Though insurance is increasingly becoming its industry, it still comes under the Fintech umbrella. Insurance is a very late technology adopter. Many fintech companies are working with conventional insurance firms to simplify processes and extend coverage. From mobile car insurance to health insurance wearables, the industry is looking at loads of creativity.

Users Of Fintech

Fintech has four broad categories of users: 1) B2B for banks and 2) their corporate customers, and 3) B2C for small businesses, and 4) consumers. Trends towards mobile banking, increased knowledge, data, and more accurate analytics and access decentralization will generate opportunities to engage in previously unimaginable ways for all four classes.

As for customers, the younger you are, as with any technology, the more likely it would be that you are aware of what Fintech is and can explain precisely what it is. The reality is that consumer-oriented Fintech is mainly aimed at millennials, given that much-talked-about segment’s colossal size and rising earning (and inheritance) potentiality. Some fintech watchers think this emphasis on millennials has more to do with the competition scale than Gen Xers and Baby Boomers’ skill and interest in using Fintech.

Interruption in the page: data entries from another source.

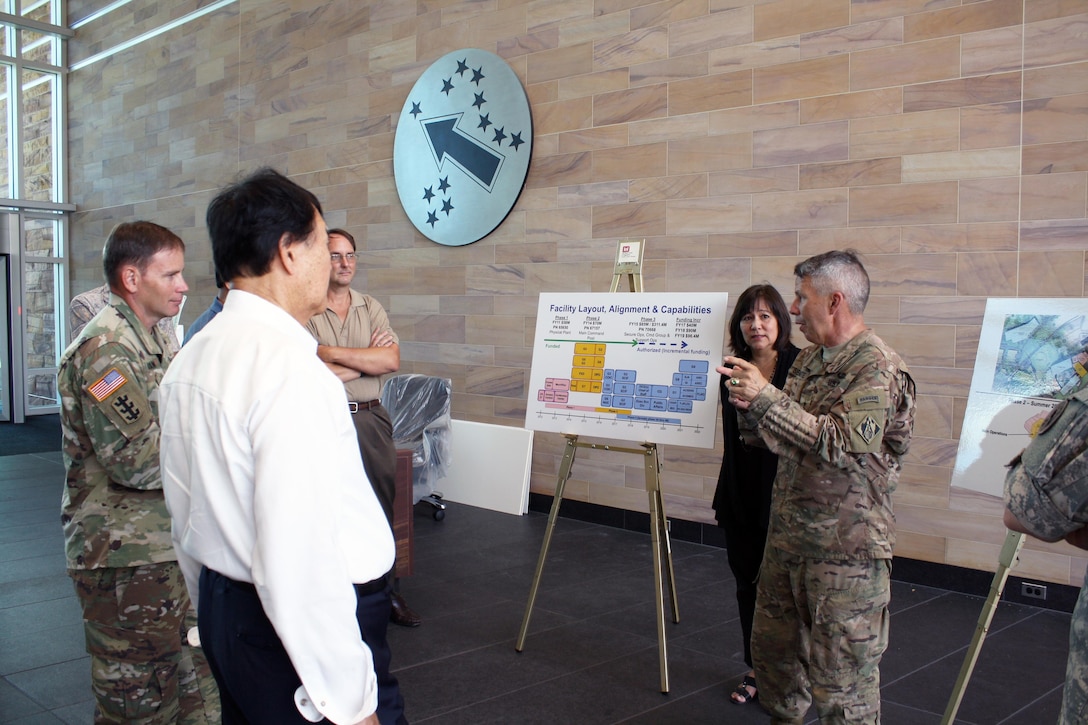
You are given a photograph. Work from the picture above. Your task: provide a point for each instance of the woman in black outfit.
(758, 331)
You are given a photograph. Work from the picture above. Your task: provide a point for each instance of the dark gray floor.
(591, 655)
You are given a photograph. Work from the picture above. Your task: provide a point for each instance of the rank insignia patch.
(868, 429)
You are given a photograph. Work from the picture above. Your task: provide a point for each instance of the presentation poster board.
(631, 367)
(1031, 353)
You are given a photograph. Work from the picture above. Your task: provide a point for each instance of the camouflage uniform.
(116, 528)
(1047, 491)
(840, 427)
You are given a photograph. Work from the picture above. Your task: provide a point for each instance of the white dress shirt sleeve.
(303, 576)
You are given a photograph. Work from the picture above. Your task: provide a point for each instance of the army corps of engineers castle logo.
(462, 147)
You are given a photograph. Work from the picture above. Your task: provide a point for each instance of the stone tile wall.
(947, 140)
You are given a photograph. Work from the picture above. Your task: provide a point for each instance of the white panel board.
(489, 467)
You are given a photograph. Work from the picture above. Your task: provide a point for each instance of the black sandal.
(741, 695)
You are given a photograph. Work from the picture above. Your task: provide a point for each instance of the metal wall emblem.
(462, 146)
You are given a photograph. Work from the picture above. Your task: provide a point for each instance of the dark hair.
(345, 235)
(838, 271)
(135, 243)
(247, 219)
(745, 304)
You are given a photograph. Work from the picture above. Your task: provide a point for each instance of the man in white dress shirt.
(283, 550)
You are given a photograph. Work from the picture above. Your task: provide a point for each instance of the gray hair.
(838, 271)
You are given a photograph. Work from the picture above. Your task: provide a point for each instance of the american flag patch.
(107, 384)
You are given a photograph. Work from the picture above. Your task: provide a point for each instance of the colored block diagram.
(620, 393)
(633, 367)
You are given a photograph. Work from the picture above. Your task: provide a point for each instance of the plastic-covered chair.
(419, 406)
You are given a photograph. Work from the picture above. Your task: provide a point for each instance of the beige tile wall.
(947, 140)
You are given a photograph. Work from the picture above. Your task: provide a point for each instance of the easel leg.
(663, 560)
(568, 462)
(1005, 562)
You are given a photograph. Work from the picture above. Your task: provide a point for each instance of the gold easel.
(628, 262)
(1005, 561)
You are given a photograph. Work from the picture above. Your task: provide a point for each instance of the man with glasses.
(356, 342)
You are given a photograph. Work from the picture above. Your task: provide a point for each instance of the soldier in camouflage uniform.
(116, 528)
(1047, 496)
(840, 428)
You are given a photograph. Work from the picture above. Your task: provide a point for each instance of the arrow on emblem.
(471, 156)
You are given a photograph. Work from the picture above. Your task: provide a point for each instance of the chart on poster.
(633, 367)
(1031, 354)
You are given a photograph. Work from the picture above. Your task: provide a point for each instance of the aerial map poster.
(632, 367)
(1031, 353)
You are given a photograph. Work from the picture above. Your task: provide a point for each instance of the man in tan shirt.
(356, 342)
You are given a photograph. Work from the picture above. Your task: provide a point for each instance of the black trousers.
(256, 679)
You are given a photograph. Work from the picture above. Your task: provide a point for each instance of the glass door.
(44, 310)
(4, 343)
(34, 327)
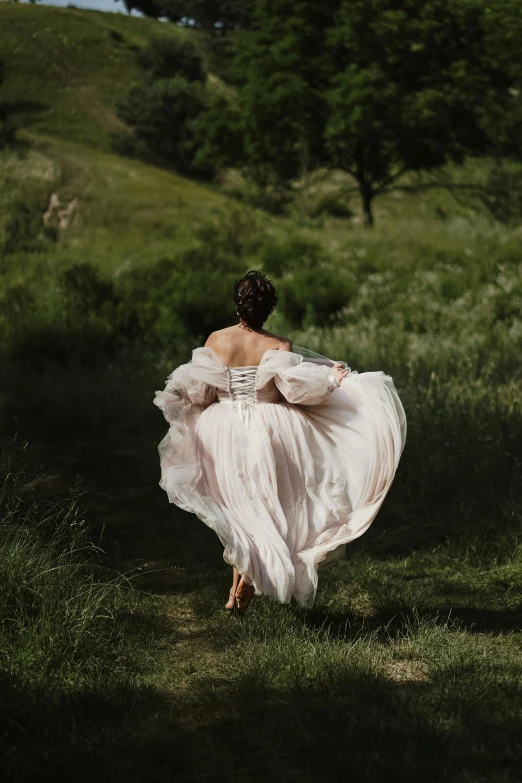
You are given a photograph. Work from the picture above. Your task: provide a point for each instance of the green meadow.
(117, 660)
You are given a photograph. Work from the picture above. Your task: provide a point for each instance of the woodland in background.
(123, 224)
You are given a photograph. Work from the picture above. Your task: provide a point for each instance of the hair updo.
(255, 298)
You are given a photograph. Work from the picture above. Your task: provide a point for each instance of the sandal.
(231, 603)
(244, 595)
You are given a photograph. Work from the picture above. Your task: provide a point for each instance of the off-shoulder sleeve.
(300, 382)
(194, 383)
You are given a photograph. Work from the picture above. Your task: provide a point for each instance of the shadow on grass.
(394, 623)
(351, 726)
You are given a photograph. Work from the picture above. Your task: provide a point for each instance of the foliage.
(366, 87)
(220, 15)
(218, 134)
(501, 196)
(165, 58)
(162, 116)
(7, 123)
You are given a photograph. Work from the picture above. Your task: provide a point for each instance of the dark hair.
(255, 298)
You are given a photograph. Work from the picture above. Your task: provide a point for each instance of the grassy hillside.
(66, 67)
(408, 666)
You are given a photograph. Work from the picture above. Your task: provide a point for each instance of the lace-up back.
(242, 383)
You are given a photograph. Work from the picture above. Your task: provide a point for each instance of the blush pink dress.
(285, 471)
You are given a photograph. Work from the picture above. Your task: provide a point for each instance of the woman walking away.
(285, 454)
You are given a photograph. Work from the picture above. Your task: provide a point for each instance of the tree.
(209, 14)
(285, 70)
(376, 88)
(215, 15)
(165, 58)
(161, 116)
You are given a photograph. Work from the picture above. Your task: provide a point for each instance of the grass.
(117, 660)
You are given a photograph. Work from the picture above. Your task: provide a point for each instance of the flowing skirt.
(288, 486)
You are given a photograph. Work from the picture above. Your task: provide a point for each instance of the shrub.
(161, 116)
(166, 58)
(332, 206)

Instead, Fintech appears to deliver less to older customers, since their issues are not addressed.

When it comes to companies, a company owner or entrepreneur should have gone to a bank to raise funding or start-up capital before the emergence and acceptance of Fintech. If they wanted to accept payments by credit card, they would have to create a partnership with a credit company and even build hardware, such as a card reader connected to the landline. Now those barriers are a thing of the past with mobile technology.


Financial services are amongst the world’s most highly regulated markets. Regulation has not unexpectedly emerged as the number one issue among governments, as fintech firms take off. As technology is incorporated into processes related to financial services, regulatory challenges have increased for these firms. The issues are, in some cases, a feature of technology. In many cases, they are a result of the impatience of the tech industry to disrupt finance.